From childhood a deep yearning to find a God whom...

From childhood a deep yearning to find a God whom I could understand and love was always with me; and as I grew into girlhood this yearning became the strongest factor in my life, until, like Job, my constant mental cry was, "Oh that I knew where I might find him!" I was brought up in the orthodox Episcopal church, and at the age of sixteen was confirmed by the bishop. This ceremony only tended to cause further confusion and apparent separation from the God I sought. The search continued year after year without any satisfaction, until the day I attended a Christian Science lecture. I went into the hall weary of life and heavily laden, physically and mentally, but before the speaker had half finished his lecture a great sense of peace and joy flooded my consciousness, and I repeated over and over again, silently, "This is my God, and His name is Love."

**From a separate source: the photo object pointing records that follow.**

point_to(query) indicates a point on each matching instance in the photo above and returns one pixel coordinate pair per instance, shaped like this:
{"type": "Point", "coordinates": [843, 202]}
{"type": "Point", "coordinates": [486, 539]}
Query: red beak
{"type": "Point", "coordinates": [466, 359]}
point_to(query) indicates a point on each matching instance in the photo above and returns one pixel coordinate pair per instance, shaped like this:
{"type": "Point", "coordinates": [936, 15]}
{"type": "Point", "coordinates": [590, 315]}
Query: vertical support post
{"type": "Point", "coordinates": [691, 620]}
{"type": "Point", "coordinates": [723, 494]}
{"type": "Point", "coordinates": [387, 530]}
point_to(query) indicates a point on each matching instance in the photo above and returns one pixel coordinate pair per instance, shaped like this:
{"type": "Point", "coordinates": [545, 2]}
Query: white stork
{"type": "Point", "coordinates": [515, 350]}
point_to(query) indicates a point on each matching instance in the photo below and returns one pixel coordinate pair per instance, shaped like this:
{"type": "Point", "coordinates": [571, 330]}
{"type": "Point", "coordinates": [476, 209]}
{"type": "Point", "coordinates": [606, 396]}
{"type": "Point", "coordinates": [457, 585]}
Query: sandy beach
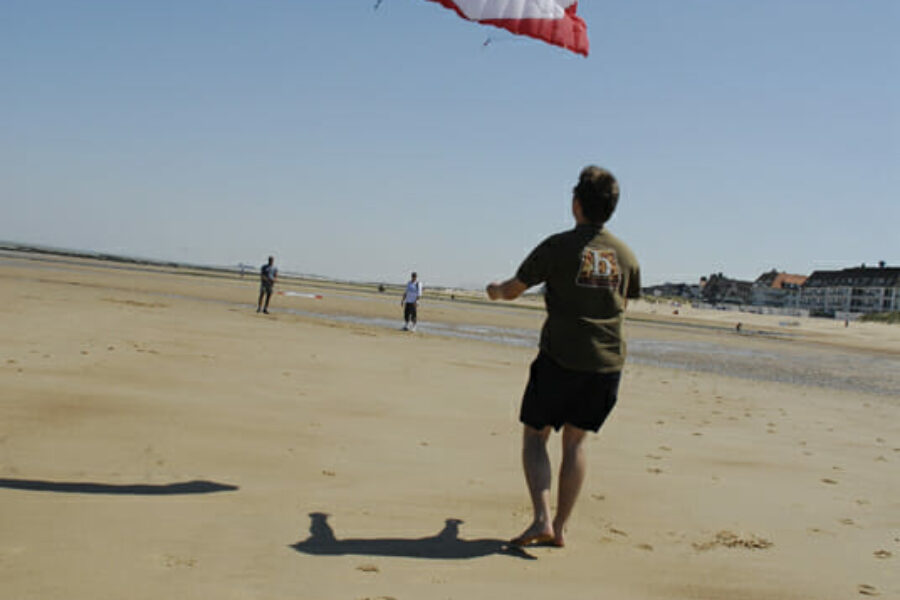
{"type": "Point", "coordinates": [159, 439]}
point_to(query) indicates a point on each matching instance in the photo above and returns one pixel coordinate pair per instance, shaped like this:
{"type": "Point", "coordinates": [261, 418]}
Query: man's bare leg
{"type": "Point", "coordinates": [571, 476]}
{"type": "Point", "coordinates": [538, 476]}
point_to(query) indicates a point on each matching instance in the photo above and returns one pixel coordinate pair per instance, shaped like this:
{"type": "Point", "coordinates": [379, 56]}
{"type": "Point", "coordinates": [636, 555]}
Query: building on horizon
{"type": "Point", "coordinates": [856, 290]}
{"type": "Point", "coordinates": [719, 289]}
{"type": "Point", "coordinates": [778, 289]}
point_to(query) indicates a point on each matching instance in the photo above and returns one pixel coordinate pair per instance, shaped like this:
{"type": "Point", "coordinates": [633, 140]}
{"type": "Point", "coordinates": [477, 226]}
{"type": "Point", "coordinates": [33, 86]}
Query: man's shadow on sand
{"type": "Point", "coordinates": [71, 487]}
{"type": "Point", "coordinates": [445, 545]}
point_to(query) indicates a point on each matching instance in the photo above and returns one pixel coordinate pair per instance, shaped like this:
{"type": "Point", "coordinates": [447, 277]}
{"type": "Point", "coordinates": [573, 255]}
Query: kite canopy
{"type": "Point", "coordinates": [553, 21]}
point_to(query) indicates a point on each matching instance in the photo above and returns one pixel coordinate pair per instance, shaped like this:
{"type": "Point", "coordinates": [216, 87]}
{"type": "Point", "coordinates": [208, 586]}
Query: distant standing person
{"type": "Point", "coordinates": [410, 302]}
{"type": "Point", "coordinates": [573, 384]}
{"type": "Point", "coordinates": [267, 276]}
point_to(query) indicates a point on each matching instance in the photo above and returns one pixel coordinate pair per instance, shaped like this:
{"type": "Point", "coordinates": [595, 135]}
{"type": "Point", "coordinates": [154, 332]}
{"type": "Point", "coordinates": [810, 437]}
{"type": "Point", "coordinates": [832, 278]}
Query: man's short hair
{"type": "Point", "coordinates": [598, 193]}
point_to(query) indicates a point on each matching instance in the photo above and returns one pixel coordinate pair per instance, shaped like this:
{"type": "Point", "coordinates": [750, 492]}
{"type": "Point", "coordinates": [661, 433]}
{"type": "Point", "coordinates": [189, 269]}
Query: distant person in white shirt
{"type": "Point", "coordinates": [410, 302]}
{"type": "Point", "coordinates": [267, 276]}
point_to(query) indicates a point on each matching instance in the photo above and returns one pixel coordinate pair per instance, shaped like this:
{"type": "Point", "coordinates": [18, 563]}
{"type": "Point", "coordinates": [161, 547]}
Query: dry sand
{"type": "Point", "coordinates": [159, 439]}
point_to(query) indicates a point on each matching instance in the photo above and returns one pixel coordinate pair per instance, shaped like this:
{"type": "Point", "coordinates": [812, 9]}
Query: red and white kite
{"type": "Point", "coordinates": [553, 21]}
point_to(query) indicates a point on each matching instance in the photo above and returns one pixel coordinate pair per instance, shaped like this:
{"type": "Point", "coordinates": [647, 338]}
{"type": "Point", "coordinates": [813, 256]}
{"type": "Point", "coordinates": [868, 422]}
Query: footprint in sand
{"type": "Point", "coordinates": [866, 590]}
{"type": "Point", "coordinates": [368, 568]}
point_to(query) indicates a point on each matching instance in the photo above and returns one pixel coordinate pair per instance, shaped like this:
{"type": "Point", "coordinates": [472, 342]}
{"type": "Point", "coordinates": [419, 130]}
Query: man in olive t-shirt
{"type": "Point", "coordinates": [573, 383]}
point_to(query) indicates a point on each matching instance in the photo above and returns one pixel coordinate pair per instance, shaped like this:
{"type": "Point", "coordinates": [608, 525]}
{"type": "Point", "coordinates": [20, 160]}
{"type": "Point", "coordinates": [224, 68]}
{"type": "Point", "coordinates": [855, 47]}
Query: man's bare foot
{"type": "Point", "coordinates": [559, 539]}
{"type": "Point", "coordinates": [536, 534]}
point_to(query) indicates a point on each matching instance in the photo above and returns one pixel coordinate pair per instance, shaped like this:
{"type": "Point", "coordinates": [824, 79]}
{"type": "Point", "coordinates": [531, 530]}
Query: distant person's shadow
{"type": "Point", "coordinates": [445, 545]}
{"type": "Point", "coordinates": [72, 487]}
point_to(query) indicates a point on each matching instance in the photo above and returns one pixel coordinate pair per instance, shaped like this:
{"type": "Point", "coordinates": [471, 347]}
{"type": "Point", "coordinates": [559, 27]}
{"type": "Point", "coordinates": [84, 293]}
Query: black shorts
{"type": "Point", "coordinates": [409, 312]}
{"type": "Point", "coordinates": [556, 395]}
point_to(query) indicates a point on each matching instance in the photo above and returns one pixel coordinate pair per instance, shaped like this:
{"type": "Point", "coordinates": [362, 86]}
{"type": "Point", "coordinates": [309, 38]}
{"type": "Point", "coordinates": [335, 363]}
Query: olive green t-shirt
{"type": "Point", "coordinates": [588, 274]}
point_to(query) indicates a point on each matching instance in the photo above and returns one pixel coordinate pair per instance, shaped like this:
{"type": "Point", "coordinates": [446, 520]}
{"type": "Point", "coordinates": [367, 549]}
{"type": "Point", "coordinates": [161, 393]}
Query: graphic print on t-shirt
{"type": "Point", "coordinates": [599, 269]}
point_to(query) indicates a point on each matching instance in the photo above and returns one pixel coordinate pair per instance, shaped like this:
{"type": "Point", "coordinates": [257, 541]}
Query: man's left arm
{"type": "Point", "coordinates": [510, 289]}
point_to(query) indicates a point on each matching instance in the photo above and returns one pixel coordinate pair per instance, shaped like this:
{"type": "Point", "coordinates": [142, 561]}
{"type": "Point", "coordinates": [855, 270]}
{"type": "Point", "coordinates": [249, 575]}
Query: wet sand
{"type": "Point", "coordinates": [161, 439]}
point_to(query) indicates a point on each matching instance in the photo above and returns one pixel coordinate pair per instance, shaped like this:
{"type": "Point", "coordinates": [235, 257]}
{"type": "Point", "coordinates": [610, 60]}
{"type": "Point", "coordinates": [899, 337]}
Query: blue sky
{"type": "Point", "coordinates": [363, 144]}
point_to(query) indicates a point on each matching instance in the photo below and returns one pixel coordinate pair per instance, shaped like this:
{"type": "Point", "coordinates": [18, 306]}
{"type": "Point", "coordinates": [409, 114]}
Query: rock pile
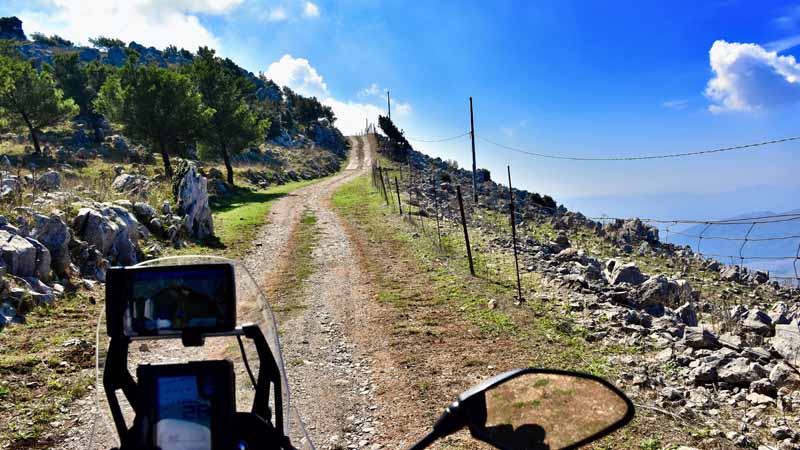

I was so hungry to learn more and still more of this wonderful truth that I dropped all else and commenced the study of the textbook, "Science and Health with Key to the Scriptures" by Mary Baker Eddy. Many beautiful healings came to me; and I am particularly grateful for the gradual elimination of a very bad temper and strong will. The daily study of the textbook, together with the Bible, brought a growing sense of peace and joy, and I never can be grateful enough for the wonderful spiritual uplift this gave me. Through the loving help of a practitioner I was healed of consumption. I completely forgot this condition in my earnest desire to become better acquainted with God, until one day some months after careful study of the Bible and the textbook, I found I was free, and my whole thought was illuminated with love for God and His creation.

My mother and I had always been very near to each other, and up to the age of seventeen I had never been parted form her; then circumstances arose which made it necessary for me to leave my home. This was a great sorrow to me, and one that was never healed until I heard of Christian Science. When my mother passed on, a deep realization of God's motherhood dawned upon me, and I lifted up my heart and fervently thanked our Father-Mother God that what I loved was eternal and omnipresent; and I have found that in proportion as I am careful to love God first and my neighbor as myself, do I realize that this love always surrounds me.